The league could make it illegal for batters to communicate tipped pitches, but how would that be enforceable? Would umpires eject anyone who makes an unusual movement? Would someone from the league office be able to tell a team like the Red Sox, "How dare you do advanced scouting on your opponent!"
Probably the only workable solution would be to allow teams to file formal complaints when they suspect a pitch-tipping scheme, but it likely wouldn't take long for accusations to spin out of control. This is one of those things that is probably even more widespread than we think. It is an effective way to gain an advantage, after all, and hitters need all the help they can get in an era when the average hitter is batting in the .240s.
Besides, you have to figure the accused would have many excuses to press their plausible deniability. Were Bellinger and Judge relaying pitches...or were they just stretching? As long as nobody blabbed, the pitch-tipping narcs would be none the wiser.
Of course, what makes the Yankees vs. Blue Jays situation unique is that the offenders did 'fess up. "That's what was happening," was Bellinger's response when asked if he was signaling, thus driving home the final nail in the coffin of any notion of subtlety.
Even if relaying tipped pitches is nothing new, that someone would be this blatant about it does feel new. To hear it from A.J Pierzynski and Erik Kratz of Foul Territory, what the Yankees did used to come with the risk of a beaning:
"This is when baseball used to be able to police itself," Pierzynski said. "You would try to give signs, you had to be super quiet about it. Now it's like little league where the kids are like, 'Hey, over here and over here!'
"In the big leagues when you're grown men, you wanna stop it? Turn around and step off. Walk out there if you're Max Scherzer, and say to Aaron Judge, 'If you do it again, I'm gonna hit the guy hitting."
Indeed, knowing that you or a teammate could wear one for actions the pitcher didn't like used to be a real fear. And in the abstract, hitting a guy as payback for gaining an undue edge makes more sense than serving an HBP as payback for, say, a bat flip. The latter is merely a threat to a pitcher's pride, whereas the former is a threat to his livelihood.
That said, "What baseball needs is more intentional hit-by-pitches" is a hard message to get behind.
There's too much injury risk at a time when almost everyone throws 95-plus mph. And these days, umpires have itchy trigger fingers with ejections if they suspect a drilling was intentional.

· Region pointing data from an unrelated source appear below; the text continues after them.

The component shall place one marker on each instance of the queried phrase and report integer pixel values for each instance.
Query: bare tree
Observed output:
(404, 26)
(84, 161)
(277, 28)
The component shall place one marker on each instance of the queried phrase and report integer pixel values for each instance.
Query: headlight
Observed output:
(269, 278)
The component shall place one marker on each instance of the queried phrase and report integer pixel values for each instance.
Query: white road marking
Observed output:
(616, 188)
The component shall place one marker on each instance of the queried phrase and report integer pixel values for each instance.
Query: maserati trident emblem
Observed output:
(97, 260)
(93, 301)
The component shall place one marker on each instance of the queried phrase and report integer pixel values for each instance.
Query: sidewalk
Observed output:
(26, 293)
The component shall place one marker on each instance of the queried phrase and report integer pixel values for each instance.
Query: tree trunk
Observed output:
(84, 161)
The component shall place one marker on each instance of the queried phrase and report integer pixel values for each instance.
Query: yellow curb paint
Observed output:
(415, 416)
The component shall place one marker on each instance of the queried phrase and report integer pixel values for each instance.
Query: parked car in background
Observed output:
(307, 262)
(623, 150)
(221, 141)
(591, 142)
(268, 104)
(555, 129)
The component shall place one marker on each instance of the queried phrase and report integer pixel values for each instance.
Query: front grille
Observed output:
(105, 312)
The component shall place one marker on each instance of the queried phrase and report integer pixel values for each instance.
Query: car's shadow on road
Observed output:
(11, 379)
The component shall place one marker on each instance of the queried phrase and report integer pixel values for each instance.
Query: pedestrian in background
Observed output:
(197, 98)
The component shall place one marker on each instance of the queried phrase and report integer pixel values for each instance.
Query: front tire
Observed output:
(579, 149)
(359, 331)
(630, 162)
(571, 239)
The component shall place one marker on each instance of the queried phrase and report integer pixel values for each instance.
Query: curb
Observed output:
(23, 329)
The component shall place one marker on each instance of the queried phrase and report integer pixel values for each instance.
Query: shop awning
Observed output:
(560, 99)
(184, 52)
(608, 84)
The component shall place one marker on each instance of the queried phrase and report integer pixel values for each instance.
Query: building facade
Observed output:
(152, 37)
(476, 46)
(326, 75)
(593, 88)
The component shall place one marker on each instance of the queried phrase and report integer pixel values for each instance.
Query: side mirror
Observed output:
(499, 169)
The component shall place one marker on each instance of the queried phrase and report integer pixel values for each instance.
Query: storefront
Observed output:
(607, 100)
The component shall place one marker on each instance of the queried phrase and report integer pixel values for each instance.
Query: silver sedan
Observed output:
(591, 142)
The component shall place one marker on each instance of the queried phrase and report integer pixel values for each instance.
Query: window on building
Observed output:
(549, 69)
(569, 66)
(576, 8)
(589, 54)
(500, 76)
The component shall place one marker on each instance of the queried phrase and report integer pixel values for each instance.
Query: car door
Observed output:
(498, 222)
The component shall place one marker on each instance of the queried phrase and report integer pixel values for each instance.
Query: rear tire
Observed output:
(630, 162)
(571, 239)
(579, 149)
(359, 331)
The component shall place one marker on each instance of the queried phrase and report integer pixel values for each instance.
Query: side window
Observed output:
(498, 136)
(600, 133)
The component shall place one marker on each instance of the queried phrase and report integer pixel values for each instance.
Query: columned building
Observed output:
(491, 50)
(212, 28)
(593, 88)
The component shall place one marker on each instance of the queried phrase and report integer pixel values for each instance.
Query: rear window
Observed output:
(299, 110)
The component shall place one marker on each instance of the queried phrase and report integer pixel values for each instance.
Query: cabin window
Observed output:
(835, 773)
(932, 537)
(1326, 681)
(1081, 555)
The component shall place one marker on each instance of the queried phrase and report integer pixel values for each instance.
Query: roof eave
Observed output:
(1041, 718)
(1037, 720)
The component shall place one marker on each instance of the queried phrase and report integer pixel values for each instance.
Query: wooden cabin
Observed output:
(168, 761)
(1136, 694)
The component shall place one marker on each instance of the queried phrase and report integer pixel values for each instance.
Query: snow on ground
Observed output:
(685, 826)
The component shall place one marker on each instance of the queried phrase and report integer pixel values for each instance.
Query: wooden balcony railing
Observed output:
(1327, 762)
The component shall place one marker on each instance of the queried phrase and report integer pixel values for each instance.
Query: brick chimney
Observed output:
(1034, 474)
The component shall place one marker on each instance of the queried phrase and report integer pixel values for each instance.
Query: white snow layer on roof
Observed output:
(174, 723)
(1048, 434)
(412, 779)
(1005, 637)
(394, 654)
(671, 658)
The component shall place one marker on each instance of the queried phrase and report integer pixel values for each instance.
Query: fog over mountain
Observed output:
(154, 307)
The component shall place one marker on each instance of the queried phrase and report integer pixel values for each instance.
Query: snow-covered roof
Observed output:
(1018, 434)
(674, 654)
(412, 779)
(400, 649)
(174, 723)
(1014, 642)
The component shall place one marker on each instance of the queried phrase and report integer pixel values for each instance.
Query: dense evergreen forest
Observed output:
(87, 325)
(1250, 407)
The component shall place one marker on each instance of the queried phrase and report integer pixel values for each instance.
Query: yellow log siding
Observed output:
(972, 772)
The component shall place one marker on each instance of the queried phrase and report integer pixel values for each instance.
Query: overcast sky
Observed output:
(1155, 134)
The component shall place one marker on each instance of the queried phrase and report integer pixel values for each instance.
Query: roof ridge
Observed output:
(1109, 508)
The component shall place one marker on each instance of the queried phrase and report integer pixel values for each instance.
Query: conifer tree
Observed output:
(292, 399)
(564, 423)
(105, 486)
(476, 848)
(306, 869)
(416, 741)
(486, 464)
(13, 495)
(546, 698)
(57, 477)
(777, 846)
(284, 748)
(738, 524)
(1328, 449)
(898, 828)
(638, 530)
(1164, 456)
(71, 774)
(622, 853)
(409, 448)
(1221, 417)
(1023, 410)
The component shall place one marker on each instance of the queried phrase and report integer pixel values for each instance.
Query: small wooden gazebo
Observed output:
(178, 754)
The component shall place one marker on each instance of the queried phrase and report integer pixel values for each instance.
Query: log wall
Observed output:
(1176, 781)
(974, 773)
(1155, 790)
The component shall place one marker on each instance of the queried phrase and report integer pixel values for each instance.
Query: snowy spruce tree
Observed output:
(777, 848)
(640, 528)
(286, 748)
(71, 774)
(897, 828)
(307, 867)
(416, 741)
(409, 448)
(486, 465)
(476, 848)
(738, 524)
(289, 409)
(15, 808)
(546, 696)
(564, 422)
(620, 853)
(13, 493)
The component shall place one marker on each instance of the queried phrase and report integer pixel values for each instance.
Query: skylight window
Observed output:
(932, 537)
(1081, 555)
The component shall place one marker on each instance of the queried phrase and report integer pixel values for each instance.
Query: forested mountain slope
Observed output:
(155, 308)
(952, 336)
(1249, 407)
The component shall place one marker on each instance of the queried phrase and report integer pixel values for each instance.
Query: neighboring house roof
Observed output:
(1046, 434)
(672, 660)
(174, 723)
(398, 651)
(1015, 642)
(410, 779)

Instead, the path of least resistance and least harm is obvious: Pitchers just shouldn't tip their pitches.
This feels a bit like blaming the victim, but it all goes back to pitch tipping being like a tell. If a poker player has a tell and other players pick up on it, it's not their fault for noticing it. It's the fault of the player with the tell for having it.
Scherzer is a good example. After the Yankees picked up on his changeup on Sunday, it's not like he stopped throwing it. Of the 17 changeups he threw, 14 came after the first inning. In the end, none were hit into play and he allowed only one more run after the first inning.
This is a future Hall of Famer we're talking about, yet he still made the mistake of tipping in the first place. Him adjusting accordingly should not be seen as veteran wisdom in action. Just common sense.
This is obviously "easier said than done" advice, but pitchers frankly should know their habits better than opposing hitters do. And if they do find out they have entered into a rigged game, it shouldn't be that hard to unrig it.
Stats courtesy of Baseball Reference, FanGraphs and Baseball Savant.